医者は、病名の診断をし、必要に応じて薬処方やカウンセリングなどの指示をする人。
カウンセラーが実際にカウンセリングをしてくれる人です。
精神科や心療内科が精神病を診てくれます。
精神科と心療内科は、基本的に医者がいる場所ですが、カウンセラーもいる場合も多いです。
医者に診てもらったあと、医者の指示があれば、カウンセラーのカウンセリングを受けるという形になります。
学校や会社にある相談室、民間のカウンセリング機関などのカウンセリング機関は、基本的にカウンセラーしかいません。
一概にカウンセリングよりまず診療を受けるべきかというと、そうとも言えません。
カウンセラーは本人が困っていて助けを求めていれば必ず相手にしてくれますが、医者は既存の病気のパターンに当てはまらない症状の対処をすることは基本的にできません。
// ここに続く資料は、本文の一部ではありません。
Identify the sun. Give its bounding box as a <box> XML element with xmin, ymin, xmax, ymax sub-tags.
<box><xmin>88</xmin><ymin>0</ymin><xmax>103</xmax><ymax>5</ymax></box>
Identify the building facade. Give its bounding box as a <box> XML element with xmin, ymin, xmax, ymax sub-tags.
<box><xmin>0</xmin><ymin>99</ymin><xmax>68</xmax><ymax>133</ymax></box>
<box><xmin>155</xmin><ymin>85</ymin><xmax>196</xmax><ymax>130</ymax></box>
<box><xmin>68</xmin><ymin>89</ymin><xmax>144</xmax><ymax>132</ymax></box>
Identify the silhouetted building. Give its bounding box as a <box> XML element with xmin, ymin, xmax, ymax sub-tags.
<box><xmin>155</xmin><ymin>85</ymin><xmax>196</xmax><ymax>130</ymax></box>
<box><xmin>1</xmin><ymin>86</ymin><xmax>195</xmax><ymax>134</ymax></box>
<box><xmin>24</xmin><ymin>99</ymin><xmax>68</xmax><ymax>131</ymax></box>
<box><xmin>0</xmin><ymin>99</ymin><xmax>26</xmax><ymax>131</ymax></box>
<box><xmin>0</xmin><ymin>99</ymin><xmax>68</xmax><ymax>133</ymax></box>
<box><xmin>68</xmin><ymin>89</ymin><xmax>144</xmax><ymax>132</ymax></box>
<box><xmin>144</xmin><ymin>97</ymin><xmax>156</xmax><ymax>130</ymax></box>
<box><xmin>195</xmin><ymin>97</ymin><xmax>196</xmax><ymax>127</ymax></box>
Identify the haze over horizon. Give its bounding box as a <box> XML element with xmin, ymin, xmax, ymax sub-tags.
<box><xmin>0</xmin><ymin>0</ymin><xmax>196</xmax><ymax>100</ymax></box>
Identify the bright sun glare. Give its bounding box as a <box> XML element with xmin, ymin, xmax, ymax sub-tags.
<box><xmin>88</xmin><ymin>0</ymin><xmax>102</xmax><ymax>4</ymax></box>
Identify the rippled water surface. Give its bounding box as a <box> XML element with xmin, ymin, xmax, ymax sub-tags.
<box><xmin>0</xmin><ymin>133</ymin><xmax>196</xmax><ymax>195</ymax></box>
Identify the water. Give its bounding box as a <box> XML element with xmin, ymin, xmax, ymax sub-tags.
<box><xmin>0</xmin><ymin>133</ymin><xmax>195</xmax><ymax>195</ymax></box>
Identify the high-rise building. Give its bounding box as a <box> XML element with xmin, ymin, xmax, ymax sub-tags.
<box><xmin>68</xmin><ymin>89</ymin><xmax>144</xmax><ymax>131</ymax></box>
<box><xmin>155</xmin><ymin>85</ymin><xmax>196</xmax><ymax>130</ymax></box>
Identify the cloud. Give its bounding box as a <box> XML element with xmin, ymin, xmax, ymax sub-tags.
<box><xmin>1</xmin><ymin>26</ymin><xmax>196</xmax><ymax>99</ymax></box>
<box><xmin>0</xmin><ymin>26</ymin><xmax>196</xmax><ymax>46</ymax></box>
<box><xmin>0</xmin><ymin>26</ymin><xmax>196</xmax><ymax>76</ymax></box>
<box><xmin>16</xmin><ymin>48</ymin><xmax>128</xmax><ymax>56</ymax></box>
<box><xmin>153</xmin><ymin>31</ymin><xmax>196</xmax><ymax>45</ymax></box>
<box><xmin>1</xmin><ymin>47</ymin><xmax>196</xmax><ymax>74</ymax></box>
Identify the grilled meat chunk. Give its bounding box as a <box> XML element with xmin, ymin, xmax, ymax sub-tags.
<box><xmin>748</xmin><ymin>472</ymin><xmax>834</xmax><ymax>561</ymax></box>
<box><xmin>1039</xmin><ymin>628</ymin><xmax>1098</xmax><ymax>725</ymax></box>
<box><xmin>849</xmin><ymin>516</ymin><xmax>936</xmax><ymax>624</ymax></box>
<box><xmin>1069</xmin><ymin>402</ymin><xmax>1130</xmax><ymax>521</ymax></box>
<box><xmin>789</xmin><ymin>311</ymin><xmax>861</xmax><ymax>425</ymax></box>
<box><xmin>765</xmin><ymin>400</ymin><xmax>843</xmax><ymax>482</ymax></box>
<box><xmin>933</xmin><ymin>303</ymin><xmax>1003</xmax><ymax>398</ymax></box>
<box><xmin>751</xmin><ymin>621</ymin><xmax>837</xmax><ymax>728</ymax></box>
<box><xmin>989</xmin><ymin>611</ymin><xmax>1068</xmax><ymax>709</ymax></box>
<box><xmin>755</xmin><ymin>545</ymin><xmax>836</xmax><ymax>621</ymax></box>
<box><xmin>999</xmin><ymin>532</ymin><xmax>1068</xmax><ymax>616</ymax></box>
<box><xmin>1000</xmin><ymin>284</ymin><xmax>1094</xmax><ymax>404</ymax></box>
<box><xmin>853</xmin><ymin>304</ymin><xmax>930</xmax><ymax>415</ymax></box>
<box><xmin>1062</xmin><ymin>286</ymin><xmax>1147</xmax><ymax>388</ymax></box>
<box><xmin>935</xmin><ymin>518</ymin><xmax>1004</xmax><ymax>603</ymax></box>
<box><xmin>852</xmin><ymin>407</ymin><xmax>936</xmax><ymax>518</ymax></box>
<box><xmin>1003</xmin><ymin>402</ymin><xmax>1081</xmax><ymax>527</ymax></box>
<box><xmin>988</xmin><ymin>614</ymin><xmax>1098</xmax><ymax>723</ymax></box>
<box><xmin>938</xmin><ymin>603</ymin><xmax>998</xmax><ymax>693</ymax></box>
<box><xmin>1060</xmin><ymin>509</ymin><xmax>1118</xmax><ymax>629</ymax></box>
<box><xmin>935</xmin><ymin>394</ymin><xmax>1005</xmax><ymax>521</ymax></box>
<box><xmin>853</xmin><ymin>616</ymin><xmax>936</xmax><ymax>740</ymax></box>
本人が抱えている辛さが、はたから見てわかりにくいものであったり、本人があまり自分の精神的な状況を自覚していなくて説明できない場合などは、お医者さんのところに行ってもうまく噛み合わない場合があります。
そういった場合は、まずカウンセリングに行って、カウンセラーに「これはこういう病気かもね」「医者にかかるならこう説明するといいよ」「あなたの気持ちはこうだったんだね」などアドバイスをもらってから医者にかかるといいでしょう。
カウンセラーの良し悪しですが、究極的には相性もあるので、かかってみて本人が安心、信頼できると感じるかどうかでしか判別のしようがありません。
かかりはじめる前に判断の材料になる情報があるとすれば、
- 信頼できる医師の紹介である
- 資格がある
の二点です。
はじめて医療機関にかかる場合には前者の紹介はないでしょう。
資格については、今のところ「臨床心理士」が一番信用できる資格のようです。
生きている方が死ぬより辛い、なんて状況はなくなってほしいものですね。